Benar seperti dugaannya, itu adalah kamar tidur. Meski terlihat sederhana, ruangan itu cukup bersih dan nyaman, tampaknya baru saja dibersihkan. Perlahan Andrew membaringkan tubuh Keiko di atas ranjang dan menarik selimut untuk menutupi tubuhnya. Melihat gadis itu masih tertidur pulas, Andrew segera berjalan keluar dan menutup pintu dengan hati-hati.
Satu. Dua. Tiga. Empat. Lima ....
Dengan sangat pelan Keiko membuka matanya. Debaran halus dalam dadanya perlahan menghilang. Aroma Andrew Roux masih tertinggal di udara dan membius akal sehatnya.
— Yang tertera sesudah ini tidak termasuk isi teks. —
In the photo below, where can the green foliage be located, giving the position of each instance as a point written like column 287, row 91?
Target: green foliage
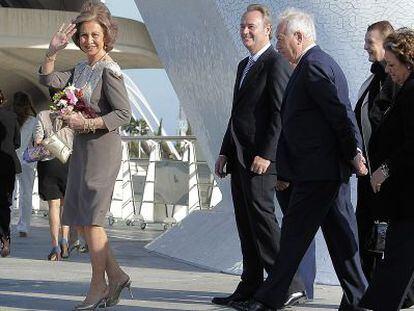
column 136, row 127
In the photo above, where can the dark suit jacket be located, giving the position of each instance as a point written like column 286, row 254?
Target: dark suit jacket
column 256, row 109
column 9, row 142
column 393, row 143
column 319, row 135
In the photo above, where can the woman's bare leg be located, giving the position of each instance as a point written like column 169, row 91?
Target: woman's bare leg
column 54, row 221
column 98, row 249
column 65, row 229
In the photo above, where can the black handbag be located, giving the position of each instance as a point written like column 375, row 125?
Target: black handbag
column 376, row 239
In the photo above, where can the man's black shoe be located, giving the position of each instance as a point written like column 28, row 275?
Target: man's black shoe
column 251, row 305
column 295, row 298
column 226, row 301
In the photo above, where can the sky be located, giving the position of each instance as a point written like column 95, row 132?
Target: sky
column 153, row 83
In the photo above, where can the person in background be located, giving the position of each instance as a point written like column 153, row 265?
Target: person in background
column 374, row 97
column 10, row 166
column 391, row 153
column 23, row 107
column 52, row 177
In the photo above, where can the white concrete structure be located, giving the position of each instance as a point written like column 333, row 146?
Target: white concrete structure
column 199, row 46
column 25, row 36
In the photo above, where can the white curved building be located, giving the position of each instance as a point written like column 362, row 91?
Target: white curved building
column 198, row 43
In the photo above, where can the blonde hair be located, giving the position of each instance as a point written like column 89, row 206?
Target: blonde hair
column 401, row 44
column 99, row 13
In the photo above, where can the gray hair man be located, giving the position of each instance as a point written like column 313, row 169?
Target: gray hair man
column 317, row 153
column 249, row 151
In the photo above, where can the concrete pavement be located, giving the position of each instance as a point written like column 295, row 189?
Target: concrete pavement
column 29, row 282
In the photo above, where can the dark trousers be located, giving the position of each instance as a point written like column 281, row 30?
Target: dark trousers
column 259, row 232
column 6, row 192
column 366, row 213
column 312, row 205
column 307, row 267
column 392, row 280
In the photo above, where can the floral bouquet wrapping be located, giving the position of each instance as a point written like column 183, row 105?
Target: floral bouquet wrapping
column 69, row 100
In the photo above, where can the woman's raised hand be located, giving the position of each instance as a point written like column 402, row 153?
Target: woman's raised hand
column 61, row 38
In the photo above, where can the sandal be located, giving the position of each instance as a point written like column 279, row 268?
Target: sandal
column 5, row 246
column 64, row 246
column 54, row 254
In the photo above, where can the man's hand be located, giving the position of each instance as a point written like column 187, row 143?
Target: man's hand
column 282, row 185
column 219, row 167
column 359, row 164
column 259, row 165
column 377, row 179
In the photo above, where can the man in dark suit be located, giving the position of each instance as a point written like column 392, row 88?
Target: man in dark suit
column 249, row 151
column 10, row 166
column 318, row 148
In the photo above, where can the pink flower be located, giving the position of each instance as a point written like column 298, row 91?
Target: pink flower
column 70, row 95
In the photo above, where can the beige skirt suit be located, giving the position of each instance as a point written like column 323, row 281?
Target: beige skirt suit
column 96, row 157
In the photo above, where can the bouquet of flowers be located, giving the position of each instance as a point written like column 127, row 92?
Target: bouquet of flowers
column 70, row 100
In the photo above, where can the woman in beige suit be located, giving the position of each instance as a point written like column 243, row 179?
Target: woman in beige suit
column 96, row 156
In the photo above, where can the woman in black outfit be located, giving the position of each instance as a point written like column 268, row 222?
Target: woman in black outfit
column 10, row 166
column 391, row 151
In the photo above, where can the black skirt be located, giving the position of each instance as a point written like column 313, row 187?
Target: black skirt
column 52, row 176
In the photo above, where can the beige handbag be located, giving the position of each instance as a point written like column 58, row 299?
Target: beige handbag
column 57, row 147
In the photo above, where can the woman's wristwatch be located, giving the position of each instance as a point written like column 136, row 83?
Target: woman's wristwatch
column 385, row 170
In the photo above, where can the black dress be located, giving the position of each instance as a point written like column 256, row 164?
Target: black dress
column 10, row 166
column 392, row 143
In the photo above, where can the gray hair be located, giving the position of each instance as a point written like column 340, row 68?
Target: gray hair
column 297, row 20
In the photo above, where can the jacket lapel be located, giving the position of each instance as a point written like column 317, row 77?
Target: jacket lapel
column 241, row 67
column 295, row 74
column 252, row 74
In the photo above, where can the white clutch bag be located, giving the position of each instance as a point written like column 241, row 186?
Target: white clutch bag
column 57, row 147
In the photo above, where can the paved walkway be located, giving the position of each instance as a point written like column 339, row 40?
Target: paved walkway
column 29, row 282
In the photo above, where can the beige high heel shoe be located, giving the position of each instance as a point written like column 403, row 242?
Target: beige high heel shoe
column 101, row 303
column 114, row 298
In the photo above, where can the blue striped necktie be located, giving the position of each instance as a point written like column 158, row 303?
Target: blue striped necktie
column 250, row 63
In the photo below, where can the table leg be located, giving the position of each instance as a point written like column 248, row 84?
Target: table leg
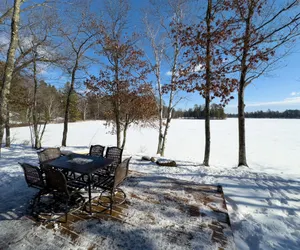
column 90, row 195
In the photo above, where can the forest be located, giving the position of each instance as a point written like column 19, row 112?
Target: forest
column 287, row 114
column 106, row 65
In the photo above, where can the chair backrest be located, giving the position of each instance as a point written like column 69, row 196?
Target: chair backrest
column 121, row 172
column 56, row 181
column 97, row 150
column 126, row 161
column 33, row 176
column 48, row 154
column 115, row 154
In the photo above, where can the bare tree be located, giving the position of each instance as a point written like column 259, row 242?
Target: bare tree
column 80, row 38
column 166, row 49
column 9, row 66
column 265, row 28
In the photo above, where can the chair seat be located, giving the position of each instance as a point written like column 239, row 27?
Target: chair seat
column 76, row 184
column 104, row 182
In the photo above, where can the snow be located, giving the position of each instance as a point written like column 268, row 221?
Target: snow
column 263, row 201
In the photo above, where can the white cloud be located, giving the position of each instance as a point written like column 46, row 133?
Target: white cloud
column 286, row 101
column 295, row 93
column 196, row 69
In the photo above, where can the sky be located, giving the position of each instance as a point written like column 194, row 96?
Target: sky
column 279, row 90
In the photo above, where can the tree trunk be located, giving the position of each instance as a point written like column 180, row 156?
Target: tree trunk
column 9, row 67
column 163, row 147
column 34, row 108
column 7, row 130
column 160, row 130
column 170, row 105
column 241, row 92
column 242, row 136
column 67, row 110
column 118, row 104
column 118, row 129
column 207, row 131
column 160, row 104
column 208, row 85
column 125, row 133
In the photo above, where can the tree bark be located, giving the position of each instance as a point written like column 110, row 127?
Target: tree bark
column 67, row 110
column 160, row 111
column 9, row 66
column 241, row 91
column 163, row 147
column 34, row 108
column 208, row 84
column 117, row 103
column 242, row 135
column 7, row 131
column 125, row 133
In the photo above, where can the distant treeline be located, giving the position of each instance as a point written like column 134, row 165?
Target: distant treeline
column 198, row 112
column 288, row 114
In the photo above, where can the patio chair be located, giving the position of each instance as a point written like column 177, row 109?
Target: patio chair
column 115, row 154
column 110, row 186
column 62, row 192
column 97, row 150
column 34, row 179
column 50, row 154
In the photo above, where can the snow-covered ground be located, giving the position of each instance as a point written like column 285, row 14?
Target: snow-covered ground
column 263, row 201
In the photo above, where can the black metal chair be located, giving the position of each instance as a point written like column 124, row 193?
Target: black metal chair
column 34, row 179
column 110, row 185
column 115, row 154
column 62, row 191
column 48, row 154
column 97, row 150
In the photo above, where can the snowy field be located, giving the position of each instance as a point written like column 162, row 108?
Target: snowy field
column 263, row 201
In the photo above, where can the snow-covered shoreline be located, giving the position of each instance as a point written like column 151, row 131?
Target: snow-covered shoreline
column 263, row 201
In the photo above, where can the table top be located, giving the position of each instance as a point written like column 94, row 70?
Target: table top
column 83, row 164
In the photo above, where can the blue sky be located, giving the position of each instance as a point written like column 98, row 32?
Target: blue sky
column 279, row 90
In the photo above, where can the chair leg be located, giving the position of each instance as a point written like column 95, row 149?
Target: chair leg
column 111, row 202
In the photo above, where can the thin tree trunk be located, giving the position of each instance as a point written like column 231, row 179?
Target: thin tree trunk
column 42, row 134
column 241, row 92
column 34, row 109
column 9, row 67
column 207, row 131
column 160, row 117
column 67, row 110
column 170, row 108
column 7, row 130
column 160, row 104
column 163, row 147
column 242, row 135
column 118, row 104
column 125, row 133
column 208, row 85
column 118, row 128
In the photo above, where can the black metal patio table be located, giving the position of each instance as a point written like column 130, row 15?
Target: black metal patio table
column 82, row 164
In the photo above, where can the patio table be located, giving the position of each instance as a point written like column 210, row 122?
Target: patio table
column 82, row 164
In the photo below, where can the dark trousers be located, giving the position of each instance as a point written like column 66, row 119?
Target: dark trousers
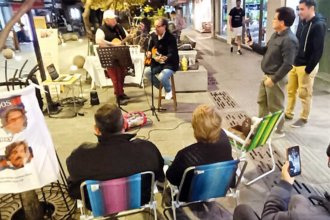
column 271, row 100
column 245, row 212
column 117, row 76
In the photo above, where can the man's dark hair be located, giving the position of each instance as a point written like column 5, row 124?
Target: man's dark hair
column 308, row 3
column 109, row 119
column 287, row 15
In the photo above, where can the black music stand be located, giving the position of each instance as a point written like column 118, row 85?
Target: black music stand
column 116, row 56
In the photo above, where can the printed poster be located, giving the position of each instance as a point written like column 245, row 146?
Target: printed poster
column 27, row 155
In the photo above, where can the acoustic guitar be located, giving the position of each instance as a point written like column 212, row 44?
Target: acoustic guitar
column 147, row 60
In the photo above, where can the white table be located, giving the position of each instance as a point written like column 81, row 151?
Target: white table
column 93, row 67
column 74, row 81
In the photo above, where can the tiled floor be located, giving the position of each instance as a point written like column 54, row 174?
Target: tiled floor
column 233, row 75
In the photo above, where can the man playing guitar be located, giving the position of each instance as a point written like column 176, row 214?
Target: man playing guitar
column 108, row 35
column 163, row 56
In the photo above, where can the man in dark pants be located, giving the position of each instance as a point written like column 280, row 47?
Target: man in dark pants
column 105, row 37
column 278, row 58
column 115, row 155
column 311, row 33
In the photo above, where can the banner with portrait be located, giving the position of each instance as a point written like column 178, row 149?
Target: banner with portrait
column 27, row 155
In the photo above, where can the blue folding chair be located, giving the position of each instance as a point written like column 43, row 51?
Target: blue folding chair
column 260, row 135
column 207, row 182
column 117, row 197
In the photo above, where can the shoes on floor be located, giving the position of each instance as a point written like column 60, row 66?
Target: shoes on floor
column 299, row 123
column 168, row 95
column 121, row 100
column 278, row 134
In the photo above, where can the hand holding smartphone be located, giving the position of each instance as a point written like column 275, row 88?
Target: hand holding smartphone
column 293, row 156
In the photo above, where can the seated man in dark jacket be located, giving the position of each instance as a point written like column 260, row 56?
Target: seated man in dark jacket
column 115, row 155
column 163, row 52
column 212, row 145
column 280, row 205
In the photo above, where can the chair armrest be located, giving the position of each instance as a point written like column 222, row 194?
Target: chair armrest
column 234, row 137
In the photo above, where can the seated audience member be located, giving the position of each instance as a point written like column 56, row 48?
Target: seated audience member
column 163, row 52
column 282, row 206
column 115, row 155
column 212, row 145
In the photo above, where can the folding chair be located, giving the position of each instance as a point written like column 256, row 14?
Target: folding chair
column 117, row 197
column 207, row 182
column 259, row 135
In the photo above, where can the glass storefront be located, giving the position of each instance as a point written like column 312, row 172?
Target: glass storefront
column 224, row 18
column 256, row 16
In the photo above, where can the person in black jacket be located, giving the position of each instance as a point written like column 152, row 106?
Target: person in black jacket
column 163, row 52
column 282, row 206
column 278, row 57
column 311, row 34
column 115, row 155
column 212, row 145
column 111, row 33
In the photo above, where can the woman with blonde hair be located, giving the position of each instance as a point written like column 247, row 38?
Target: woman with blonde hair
column 212, row 144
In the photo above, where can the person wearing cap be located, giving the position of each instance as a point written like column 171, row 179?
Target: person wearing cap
column 104, row 37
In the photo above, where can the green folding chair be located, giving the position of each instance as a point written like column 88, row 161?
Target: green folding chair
column 259, row 135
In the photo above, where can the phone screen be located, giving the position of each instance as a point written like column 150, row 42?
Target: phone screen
column 293, row 155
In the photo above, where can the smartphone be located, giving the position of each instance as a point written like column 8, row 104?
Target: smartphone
column 293, row 156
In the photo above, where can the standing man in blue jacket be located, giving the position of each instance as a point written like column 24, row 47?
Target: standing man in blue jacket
column 311, row 34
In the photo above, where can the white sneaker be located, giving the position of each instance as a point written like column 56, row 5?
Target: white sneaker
column 168, row 95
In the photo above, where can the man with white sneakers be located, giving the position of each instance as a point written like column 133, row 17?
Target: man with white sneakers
column 163, row 52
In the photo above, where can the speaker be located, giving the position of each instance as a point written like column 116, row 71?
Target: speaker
column 94, row 98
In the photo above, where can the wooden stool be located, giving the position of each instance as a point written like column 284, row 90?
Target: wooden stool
column 160, row 96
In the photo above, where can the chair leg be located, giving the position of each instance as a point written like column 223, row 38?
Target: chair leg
column 173, row 210
column 270, row 171
column 174, row 93
column 160, row 97
column 155, row 210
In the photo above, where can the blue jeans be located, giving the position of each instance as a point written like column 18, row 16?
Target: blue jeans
column 163, row 76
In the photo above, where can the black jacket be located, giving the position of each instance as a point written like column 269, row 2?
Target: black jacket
column 167, row 47
column 277, row 206
column 279, row 54
column 311, row 36
column 113, row 32
column 112, row 157
column 198, row 154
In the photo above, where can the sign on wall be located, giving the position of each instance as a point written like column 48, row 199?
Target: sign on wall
column 27, row 155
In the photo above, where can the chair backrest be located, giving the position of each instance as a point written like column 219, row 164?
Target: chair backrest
column 116, row 195
column 209, row 181
column 264, row 130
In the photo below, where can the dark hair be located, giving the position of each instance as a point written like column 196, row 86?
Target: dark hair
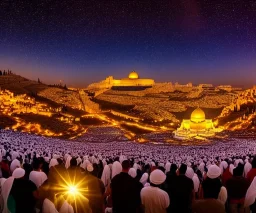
column 173, row 168
column 36, row 164
column 60, row 161
column 254, row 163
column 126, row 164
column 73, row 162
column 183, row 169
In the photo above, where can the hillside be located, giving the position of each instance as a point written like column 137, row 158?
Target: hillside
column 20, row 85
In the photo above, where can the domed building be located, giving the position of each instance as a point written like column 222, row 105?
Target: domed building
column 133, row 82
column 133, row 75
column 197, row 125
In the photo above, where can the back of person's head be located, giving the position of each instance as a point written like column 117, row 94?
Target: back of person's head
column 73, row 162
column 126, row 165
column 162, row 169
column 157, row 177
column 254, row 163
column 60, row 161
column 173, row 168
column 238, row 171
column 211, row 188
column 183, row 169
column 36, row 164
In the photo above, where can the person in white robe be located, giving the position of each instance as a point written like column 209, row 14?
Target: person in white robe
column 154, row 199
column 144, row 179
column 116, row 169
column 106, row 176
column 15, row 164
column 250, row 196
column 247, row 167
column 132, row 172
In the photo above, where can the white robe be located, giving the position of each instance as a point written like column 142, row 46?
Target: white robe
column 37, row 178
column 7, row 186
column 106, row 176
column 15, row 164
column 250, row 194
column 116, row 168
column 66, row 208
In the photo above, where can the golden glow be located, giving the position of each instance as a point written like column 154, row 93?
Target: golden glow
column 197, row 115
column 133, row 75
column 73, row 190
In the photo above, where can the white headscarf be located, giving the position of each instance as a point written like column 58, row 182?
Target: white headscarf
column 190, row 172
column 223, row 195
column 144, row 178
column 223, row 166
column 167, row 167
column 157, row 177
column 48, row 207
column 53, row 162
column 250, row 194
column 7, row 186
column 106, row 176
column 66, row 208
column 116, row 168
column 231, row 168
column 247, row 168
column 196, row 182
column 201, row 167
column 132, row 172
column 85, row 164
column 15, row 164
column 213, row 172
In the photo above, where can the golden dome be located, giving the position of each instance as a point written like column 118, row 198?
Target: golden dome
column 197, row 115
column 133, row 75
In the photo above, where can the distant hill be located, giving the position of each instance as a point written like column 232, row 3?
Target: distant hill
column 20, row 85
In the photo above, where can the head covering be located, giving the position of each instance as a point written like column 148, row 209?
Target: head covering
column 116, row 168
column 144, row 178
column 196, row 182
column 223, row 195
column 250, row 196
column 231, row 168
column 2, row 181
column 15, row 164
column 213, row 172
column 223, row 166
column 7, row 186
column 53, row 162
column 66, row 208
column 157, row 177
column 132, row 172
column 89, row 168
column 106, row 175
column 190, row 173
column 18, row 173
column 247, row 168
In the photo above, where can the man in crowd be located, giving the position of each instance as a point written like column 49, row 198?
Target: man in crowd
column 154, row 199
column 125, row 191
column 181, row 192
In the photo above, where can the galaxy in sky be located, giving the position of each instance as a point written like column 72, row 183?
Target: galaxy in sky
column 83, row 41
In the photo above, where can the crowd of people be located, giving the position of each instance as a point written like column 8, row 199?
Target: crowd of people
column 47, row 175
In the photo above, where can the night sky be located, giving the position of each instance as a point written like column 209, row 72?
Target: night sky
column 83, row 41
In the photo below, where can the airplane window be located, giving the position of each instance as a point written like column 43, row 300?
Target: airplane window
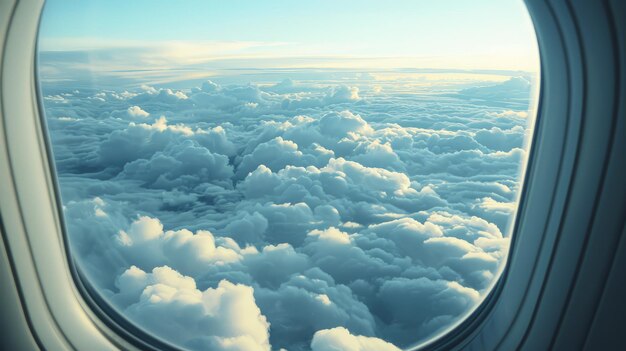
column 314, row 175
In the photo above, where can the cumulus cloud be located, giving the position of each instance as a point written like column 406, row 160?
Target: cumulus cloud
column 341, row 339
column 170, row 305
column 136, row 111
column 302, row 214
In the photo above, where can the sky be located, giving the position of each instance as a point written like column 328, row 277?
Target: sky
column 281, row 175
column 482, row 34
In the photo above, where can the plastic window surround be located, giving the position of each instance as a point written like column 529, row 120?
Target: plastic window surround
column 61, row 316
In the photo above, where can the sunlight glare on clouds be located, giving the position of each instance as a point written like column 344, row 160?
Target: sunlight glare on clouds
column 250, row 175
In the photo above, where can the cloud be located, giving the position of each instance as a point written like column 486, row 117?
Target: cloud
column 340, row 339
column 169, row 305
column 136, row 111
column 296, row 214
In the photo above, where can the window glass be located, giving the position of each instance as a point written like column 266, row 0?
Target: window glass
column 282, row 175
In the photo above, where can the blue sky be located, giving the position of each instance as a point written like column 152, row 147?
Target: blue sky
column 481, row 34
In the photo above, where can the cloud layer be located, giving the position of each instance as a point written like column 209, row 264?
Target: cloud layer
column 293, row 216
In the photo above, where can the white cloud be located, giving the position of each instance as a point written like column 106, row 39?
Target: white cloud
column 136, row 111
column 340, row 339
column 169, row 305
column 300, row 214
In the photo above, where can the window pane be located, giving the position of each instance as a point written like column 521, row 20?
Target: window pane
column 256, row 175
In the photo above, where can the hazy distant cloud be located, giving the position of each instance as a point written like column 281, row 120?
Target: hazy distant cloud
column 290, row 215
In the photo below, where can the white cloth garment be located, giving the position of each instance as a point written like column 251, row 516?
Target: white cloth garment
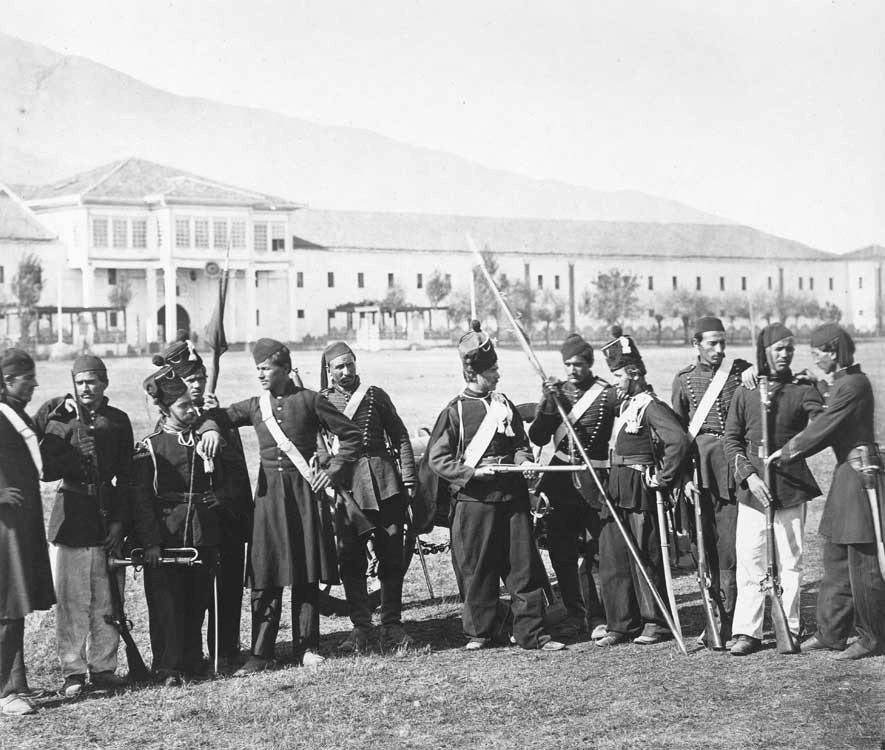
column 752, row 563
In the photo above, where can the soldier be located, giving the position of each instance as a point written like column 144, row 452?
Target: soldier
column 644, row 429
column 381, row 490
column 491, row 529
column 236, row 525
column 852, row 592
column 25, row 573
column 292, row 540
column 591, row 404
column 180, row 497
column 88, row 520
column 793, row 403
column 702, row 394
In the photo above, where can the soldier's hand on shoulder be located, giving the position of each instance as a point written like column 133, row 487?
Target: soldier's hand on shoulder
column 210, row 444
column 11, row 496
column 759, row 489
column 85, row 443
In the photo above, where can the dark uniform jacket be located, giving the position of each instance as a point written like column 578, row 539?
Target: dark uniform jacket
column 846, row 423
column 177, row 503
column 594, row 428
column 76, row 520
column 646, row 434
column 375, row 476
column 25, row 574
column 689, row 387
column 450, row 437
column 292, row 540
column 792, row 405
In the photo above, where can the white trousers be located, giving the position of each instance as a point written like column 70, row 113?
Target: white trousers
column 82, row 586
column 752, row 564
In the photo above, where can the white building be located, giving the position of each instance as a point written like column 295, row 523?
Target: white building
column 300, row 272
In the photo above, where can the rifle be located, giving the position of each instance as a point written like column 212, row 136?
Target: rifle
column 771, row 584
column 710, row 599
column 137, row 669
column 168, row 556
column 539, row 369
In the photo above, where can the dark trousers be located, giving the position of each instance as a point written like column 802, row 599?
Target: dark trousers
column 720, row 523
column 231, row 563
column 177, row 598
column 388, row 521
column 566, row 523
column 266, row 608
column 492, row 542
column 630, row 607
column 12, row 657
column 852, row 596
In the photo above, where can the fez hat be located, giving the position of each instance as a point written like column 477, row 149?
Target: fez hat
column 708, row 323
column 476, row 350
column 265, row 348
column 835, row 338
column 16, row 362
column 769, row 335
column 332, row 351
column 575, row 346
column 622, row 351
column 89, row 363
column 181, row 355
column 164, row 386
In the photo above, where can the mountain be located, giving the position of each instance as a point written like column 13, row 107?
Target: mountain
column 66, row 114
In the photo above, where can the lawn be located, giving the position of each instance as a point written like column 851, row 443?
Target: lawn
column 440, row 696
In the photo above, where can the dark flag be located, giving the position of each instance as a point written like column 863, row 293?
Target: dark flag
column 215, row 330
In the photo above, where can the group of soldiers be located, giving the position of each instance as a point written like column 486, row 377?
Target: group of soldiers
column 338, row 482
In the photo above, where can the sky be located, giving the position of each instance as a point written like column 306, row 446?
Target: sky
column 768, row 113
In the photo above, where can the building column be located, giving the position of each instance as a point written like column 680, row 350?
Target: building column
column 571, row 297
column 251, row 305
column 293, row 303
column 170, row 298
column 150, row 306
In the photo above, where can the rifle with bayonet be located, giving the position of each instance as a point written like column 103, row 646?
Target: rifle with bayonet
column 711, row 599
column 138, row 671
column 771, row 584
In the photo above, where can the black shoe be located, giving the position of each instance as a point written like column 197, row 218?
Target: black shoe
column 744, row 645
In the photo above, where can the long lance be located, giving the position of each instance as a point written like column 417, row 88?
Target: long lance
column 535, row 362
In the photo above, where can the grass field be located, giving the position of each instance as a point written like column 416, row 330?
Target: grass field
column 440, row 696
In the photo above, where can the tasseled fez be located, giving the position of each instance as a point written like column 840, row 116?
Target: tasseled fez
column 709, row 323
column 575, row 346
column 476, row 350
column 331, row 352
column 182, row 356
column 164, row 386
column 833, row 338
column 769, row 335
column 265, row 348
column 622, row 351
column 16, row 362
Sentuhan pria itu yang lembut dan hati-hati membuat Keiko meremang. Ia bisa merasakan ketulusan pria itu, tidak ada maksud jahat atau ingin mengambil kesempatan ketika ia pura-pura tertidur. Atau, jangan-jangan pria itu tahu kalau ia hanya berpura-pura?
Keiko menggeleng pelan dan membuka alas kakinya. Sambil berjinjit, ia berjalan menuju jendela kamar yang menghadap laut lepas. Karena berada di atas tebing, angin yang berembus cukup kencang, memukul-mukul kaca jendela dengan keras. Suara deburan ombak berbaur dengan pekik burung camar yang melayang-layang di atas karang terdengar samar-samar.
Keiko menopang dagunya di atas tangan, menatap hamparan samudra luas yang terbentang di hadapannya. Untuk saat ini, ia benar-benar tidak tahu apa yang harus dilakukan.
Secara aneh nalurinya memberi perintah untuk percaya kepada Andrew. Meski begitu, ia masih sedikit ragu. Mereka baru bertemu beberapa kali. Lagipula, pria itu pernah secara terang-terangan menggodanya, meski hanya untuk bercanda, tapi ....
Gadis itu mendesah pelan. Ia sama sekali tidak punya pilihan lain, jadi untuk saat ini ... ia hanya bisa mengikuti ke mana arus akan membawanya.